5. Benchmarking and Experimental Evaluation

VLAD-Grasp’s performance was quantitatively evaluated on Cornell and Jacquard benchmarks using the standard 25% IoU metric. Table 1 summarizes mean $\pm$ standard deviation grasp success rates:

Method	Cornell	Jacquard
GR-ConvNet	72.14 ± 41.19	59.62 ± 46.13
GG-CNN	74.28 ± 40.30	71.48 ± 42.76
SE-ResUNet	86.07 ± 28.65	88.14 ± 30.43
GraspSAM	67.50 ± 44.19	73.71 ± 40.95
LGD w/ Query	37.98 ± 44.81	24.40 ± 41.39
LGD w/o Query	32.26 ± 42.47	24.40 ± 41.39
VLAD-Grasp (zero-shot)	91.43 ± 28.00	85.43 ± 36.15

Despite the absence of task-specific training, VLAD-Grasp achieves the highest mean success rate on Cornell and the second-highest on Jacquard. For real-world zero-shot trials on a Franka Emika Panda with a 2-finger parallel jaw gripper and wrist-mounted Orbbec Femto Mega RGB-D camera, the protocol entailed 5 grasps per object across 10 previously unseen household objects. Success, defined as the object remaining in-gripper after a 5 s vertical lift, was achieved in 88% of 50 trials. Failure modes included VLM rod hallucination (4%), depth-segmentation misalignment (5%), and challenges with translucent/specular objects (3%).

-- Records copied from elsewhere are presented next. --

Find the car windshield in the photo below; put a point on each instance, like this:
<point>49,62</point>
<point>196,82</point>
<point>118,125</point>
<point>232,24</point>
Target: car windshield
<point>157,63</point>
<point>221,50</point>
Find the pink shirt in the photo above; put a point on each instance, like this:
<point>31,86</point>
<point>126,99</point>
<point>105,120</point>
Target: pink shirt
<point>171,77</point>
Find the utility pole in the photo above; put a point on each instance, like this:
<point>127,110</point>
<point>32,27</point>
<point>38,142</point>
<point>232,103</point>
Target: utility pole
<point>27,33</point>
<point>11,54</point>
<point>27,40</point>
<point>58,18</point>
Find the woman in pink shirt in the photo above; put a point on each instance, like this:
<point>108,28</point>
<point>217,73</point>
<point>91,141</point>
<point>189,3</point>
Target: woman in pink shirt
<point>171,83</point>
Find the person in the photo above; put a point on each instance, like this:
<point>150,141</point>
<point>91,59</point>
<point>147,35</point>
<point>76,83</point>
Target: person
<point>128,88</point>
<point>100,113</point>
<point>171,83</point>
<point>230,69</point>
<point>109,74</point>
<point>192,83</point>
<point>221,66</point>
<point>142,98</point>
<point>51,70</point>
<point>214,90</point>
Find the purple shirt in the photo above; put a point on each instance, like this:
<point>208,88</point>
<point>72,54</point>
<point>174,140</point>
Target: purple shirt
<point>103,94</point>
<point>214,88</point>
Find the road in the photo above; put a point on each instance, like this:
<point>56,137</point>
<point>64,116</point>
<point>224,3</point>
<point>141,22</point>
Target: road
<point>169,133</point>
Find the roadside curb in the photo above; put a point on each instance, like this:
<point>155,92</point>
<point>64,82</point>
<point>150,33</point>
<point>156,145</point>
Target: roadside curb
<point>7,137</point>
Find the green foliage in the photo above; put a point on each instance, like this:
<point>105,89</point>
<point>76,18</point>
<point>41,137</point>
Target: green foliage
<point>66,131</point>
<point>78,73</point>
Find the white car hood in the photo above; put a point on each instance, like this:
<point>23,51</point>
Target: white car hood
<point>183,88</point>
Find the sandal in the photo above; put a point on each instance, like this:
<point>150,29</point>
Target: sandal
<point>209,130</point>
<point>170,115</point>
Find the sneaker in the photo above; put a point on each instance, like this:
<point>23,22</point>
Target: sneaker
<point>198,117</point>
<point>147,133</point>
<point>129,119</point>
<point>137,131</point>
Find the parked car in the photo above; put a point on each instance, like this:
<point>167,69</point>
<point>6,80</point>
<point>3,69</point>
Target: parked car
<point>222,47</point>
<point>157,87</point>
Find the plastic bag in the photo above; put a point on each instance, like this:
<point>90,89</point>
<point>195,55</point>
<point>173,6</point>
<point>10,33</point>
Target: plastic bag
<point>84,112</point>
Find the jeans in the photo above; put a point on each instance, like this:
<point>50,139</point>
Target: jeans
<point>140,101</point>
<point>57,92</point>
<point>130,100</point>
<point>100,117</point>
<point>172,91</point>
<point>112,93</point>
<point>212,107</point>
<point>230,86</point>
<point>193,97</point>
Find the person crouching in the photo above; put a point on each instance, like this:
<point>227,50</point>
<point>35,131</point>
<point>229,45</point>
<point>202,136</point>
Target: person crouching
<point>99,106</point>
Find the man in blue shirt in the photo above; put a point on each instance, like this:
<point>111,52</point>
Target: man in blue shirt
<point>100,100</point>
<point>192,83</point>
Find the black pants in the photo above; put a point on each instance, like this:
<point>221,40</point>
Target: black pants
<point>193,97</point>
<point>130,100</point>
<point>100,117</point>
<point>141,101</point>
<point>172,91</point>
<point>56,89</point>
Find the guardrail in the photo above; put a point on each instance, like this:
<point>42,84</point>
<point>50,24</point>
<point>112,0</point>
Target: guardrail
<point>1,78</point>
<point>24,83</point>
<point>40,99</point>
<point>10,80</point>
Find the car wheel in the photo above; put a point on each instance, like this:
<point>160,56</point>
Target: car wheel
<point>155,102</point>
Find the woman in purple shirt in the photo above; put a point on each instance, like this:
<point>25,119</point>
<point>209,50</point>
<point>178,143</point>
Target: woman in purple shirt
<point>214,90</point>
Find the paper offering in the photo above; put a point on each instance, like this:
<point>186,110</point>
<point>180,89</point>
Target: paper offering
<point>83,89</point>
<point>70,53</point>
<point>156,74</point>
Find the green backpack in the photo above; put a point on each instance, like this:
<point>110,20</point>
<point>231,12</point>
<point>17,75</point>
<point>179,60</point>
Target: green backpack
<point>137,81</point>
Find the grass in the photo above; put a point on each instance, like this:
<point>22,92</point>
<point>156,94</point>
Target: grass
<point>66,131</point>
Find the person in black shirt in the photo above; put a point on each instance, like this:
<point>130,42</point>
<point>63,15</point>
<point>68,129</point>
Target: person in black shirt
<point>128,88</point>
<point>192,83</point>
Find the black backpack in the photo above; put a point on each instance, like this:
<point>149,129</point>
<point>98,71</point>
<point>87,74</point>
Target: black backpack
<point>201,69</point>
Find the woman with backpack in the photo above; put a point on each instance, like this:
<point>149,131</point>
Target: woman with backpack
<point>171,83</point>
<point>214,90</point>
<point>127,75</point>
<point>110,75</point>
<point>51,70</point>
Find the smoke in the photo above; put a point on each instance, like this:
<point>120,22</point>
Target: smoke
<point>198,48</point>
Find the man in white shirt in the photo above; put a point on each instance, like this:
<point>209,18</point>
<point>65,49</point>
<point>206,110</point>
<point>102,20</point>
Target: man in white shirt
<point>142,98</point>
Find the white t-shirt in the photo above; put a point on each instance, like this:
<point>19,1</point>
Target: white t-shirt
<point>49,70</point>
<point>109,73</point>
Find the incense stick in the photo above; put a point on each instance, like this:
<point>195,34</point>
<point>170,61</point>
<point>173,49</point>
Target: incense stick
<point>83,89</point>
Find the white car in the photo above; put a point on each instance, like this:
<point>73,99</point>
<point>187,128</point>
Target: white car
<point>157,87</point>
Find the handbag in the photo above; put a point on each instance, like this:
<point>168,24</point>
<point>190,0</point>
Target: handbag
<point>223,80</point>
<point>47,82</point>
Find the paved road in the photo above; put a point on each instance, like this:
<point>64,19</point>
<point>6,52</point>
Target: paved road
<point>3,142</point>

6. Advantages, Limitations, and Future Directions

VLAD-Grasp introduces a training-free, data-agnostic grasp detection pipeline that harnesses geometric and commonsense priors within large vision–LLMs. The key advantages are:

• Zero-shot Transfer: Handles novel objects and environments without re-training or dataset curation.
• Explicit Geometric Constraint: The use of a virtual rod as a grasp proxy directly encodes an interpretable, antipodal grasp hypothesis.
• Competitive Performance: Exceeds or matches most supervised baselines under identical metrics and transfers directly to physical hardware.

Limitations of the approach include:

• Generation Failures: Occasional misinterpretations of object geometry or prompt by the VLM.
• Dependency on Third-Party Perception: Off-the-shelf depth and segmentation are susceptible to noise, particularly with transparent or reflective materials.
• Inference Cost: The use of large generative models incurs higher latency (seconds per sample) compared to optimized CNN-based detectors.

Future work is focused on integrating lightweight, high-throughput multimodal generators with improved prompt adherence, employing multi-view input or temporal consistency for more robust perception, and developing prompt-tuning or synthetic “rod-impaled” supervision to further stabilize grasp proposal.

VLAD-Grasp demonstrates that a vision–language prompting and 3D geometric alignment pipeline enables high performance, zero-shot antipodal grasp detection in both simulation and real-world robotic settings, obviating the need for task-specific data or retraining.